In 1916 the Museum of Fine Arts in Warsaw, set up on the strength of the May 20th 1862 Law on Public Education in the Kingdom of Poland, was renamed National Museum in Warsaw. At the time the museum was based in 15 Podwale Street. In 1926 the construction of the museum's current seat in Aleje Jerozolimskie began. In 1932 an exhibition of decorative art was opened in the two earliest erected wings of the new building, the whole of which was officially inaugurated on 18 June 1938. Credit for the rank of the National Museum, preserved in spite of the dramatic war years and the vicissitudes of the recent history, goes to the first two directors, Bronisław Gembarzewski (in office till 1935) and Stanisław Lorentz (in office in 1935-1981). At present, the collection of the National Museum in Warsaw includes 780 000 items displayed in permanent galleries (the gallery of Ancient Art, the Professor Kazimierz Michałowski Faras Gallery, the Cardinal Stefan Wyszyński, Primate of Poland, Gallery of Mediaeval Art, the Gallery of Foreign Painting, the Gallery of Polish Painting, the Gallery of 20th century Polish Art, the Gallery of Polish Decorative Art and Gallery of European Decorative Art) and many temporal exhibitions; numerous sets of items are stored in special collections accessible to the public on request in special reading-and-seeing rooms (print and drawing rooms, Photographic and Iconographic Collection, Coin and Medal Room) and repositories.

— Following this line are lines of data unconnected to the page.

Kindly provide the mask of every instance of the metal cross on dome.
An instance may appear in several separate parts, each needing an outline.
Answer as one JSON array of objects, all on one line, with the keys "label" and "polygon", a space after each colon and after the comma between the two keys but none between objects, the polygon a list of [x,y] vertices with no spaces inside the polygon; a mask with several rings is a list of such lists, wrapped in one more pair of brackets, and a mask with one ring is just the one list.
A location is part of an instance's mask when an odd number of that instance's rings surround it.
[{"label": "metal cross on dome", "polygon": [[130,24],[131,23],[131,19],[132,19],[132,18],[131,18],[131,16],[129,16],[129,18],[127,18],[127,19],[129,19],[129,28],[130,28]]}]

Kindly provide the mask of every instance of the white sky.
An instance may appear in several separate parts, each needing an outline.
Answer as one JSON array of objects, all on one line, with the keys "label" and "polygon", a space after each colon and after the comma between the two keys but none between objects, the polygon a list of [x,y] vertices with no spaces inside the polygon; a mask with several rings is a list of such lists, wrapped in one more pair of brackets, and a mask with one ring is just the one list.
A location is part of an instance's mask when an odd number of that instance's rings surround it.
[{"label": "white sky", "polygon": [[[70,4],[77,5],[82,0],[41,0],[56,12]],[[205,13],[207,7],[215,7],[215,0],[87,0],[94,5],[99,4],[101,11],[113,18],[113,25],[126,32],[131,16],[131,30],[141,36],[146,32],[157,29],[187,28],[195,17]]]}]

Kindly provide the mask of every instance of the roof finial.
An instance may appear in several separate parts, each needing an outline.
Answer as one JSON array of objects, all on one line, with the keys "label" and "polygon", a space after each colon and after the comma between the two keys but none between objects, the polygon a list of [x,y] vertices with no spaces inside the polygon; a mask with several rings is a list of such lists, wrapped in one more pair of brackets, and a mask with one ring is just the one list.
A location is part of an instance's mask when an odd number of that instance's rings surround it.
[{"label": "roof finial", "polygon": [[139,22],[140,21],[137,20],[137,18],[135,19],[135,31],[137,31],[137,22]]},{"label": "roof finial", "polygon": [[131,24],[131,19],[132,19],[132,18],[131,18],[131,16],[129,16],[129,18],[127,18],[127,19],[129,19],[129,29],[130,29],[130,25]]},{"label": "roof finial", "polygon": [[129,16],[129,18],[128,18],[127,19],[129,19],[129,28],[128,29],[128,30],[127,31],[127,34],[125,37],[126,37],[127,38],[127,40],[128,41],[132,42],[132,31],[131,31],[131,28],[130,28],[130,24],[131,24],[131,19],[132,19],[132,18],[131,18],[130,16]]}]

The museum boasts the largest Polish scholarly library of art catalogues, art history books, books on cultures of almost all over the world, and a fine collection of old maps and prints.
1995 marked the beginning of the reorganization of the National Museum. The traditional prewar names of museum units were reintroduced and the Sculpture Collection was organized anew.
The Faras Gallery has given rise to the new Collection of East Christian Art, also embracing Byzantine art.
The opening of new permanent galleries, the Gallery of Italian Painting and a reorganized Gallery of Ancient Art, was realized in 2000.
A comprehensive plan for the enlargement of the museum and a new arrangement of its galleries is being prepared, implying that the National Museum in Warsaw has entered a difficult transition period. Let us hope that the result will be a more interesting and a more modern institution cultivating a tradition developed for a century and a half.